The following pseudo code tests whether an observed interacting protein pair is
predicted to interact or not:
Prediction (observed data, Domain matrix)
For every observed protein Pi
For every observed protein Pj interacting with Pi
Predict the probability(Pi, Pj)
If probability (Pi, Pj) > threshold
(Pi, Pj) is predicted to interact;
increment number of matches by one;
Else
(Pi, Pj) is not predicted to interact;
increment number of false_negatives by one;
end
end
Predict the probability(Pi, Pj)
begin
non_interaction := 1.0;
For every domain Di contained in Pi
For every domain Dj contained in Pj
Dij := see equation 1;
non_interaction := non_interaction_prob * Dij;
end
end
return 1 - non_interaction;
end.
This algorithm can easily be modified to predict all protein interactions given a set
of proteins and their structure. Instead of looking at observed protein interactions as
in the first for loop, look at all possible protein interactions. As for the “if statement”

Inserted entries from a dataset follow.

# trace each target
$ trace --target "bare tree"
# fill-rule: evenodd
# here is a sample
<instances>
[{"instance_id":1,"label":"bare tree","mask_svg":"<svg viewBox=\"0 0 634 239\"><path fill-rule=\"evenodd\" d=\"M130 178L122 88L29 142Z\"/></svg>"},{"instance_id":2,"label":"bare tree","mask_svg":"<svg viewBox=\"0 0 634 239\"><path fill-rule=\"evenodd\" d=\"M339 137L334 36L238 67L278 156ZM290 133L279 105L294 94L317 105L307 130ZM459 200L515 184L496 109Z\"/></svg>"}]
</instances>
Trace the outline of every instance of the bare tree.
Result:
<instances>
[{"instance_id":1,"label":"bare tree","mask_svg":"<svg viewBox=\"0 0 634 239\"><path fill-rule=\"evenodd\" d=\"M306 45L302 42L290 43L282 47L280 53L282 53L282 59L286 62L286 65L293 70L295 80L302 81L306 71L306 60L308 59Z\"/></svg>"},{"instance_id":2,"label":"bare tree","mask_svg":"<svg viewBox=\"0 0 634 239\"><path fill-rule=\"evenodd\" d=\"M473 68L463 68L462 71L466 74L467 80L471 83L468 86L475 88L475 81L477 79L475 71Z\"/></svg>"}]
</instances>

instead of incrementing the number of matches you increment the number of
predicted protein interactions.
4 Results
4.1 Comparison between AM, MLE, MSC, and MSC by Probability
4.2 Comparison with Other Methods
5 Future Work
Any number of different weight functions could be implemented where different
weight functions could be more meaningful given the data used. Some weight
functions could rely more on the presence of protein interactions, others on the
absence of protein interactions, while others could take both into consideration, for
example MSC with probability. MSC can also incorporate different methods which
rely on domain interaction by using these different methods as weight functions. It
can be used to aid the different methods which use multiple sources to determine
domain interaction such as InterDom.
Different assumptions could also be made. Instead of looking at a domain pair as
the cause of interactions, consider groups of domains interacting with other groups, or
consider interactions which are dependent on previous interactions, protein
interactions are not independent.
Some work could also be done on the optimization of MSC. It currently uses a
matrix which contains a significant number of wasted space, and it is costly to find the
largest number in matrix every time you are searching for a domain pair. A heap data
structure could be implemented which minimizes these expenses.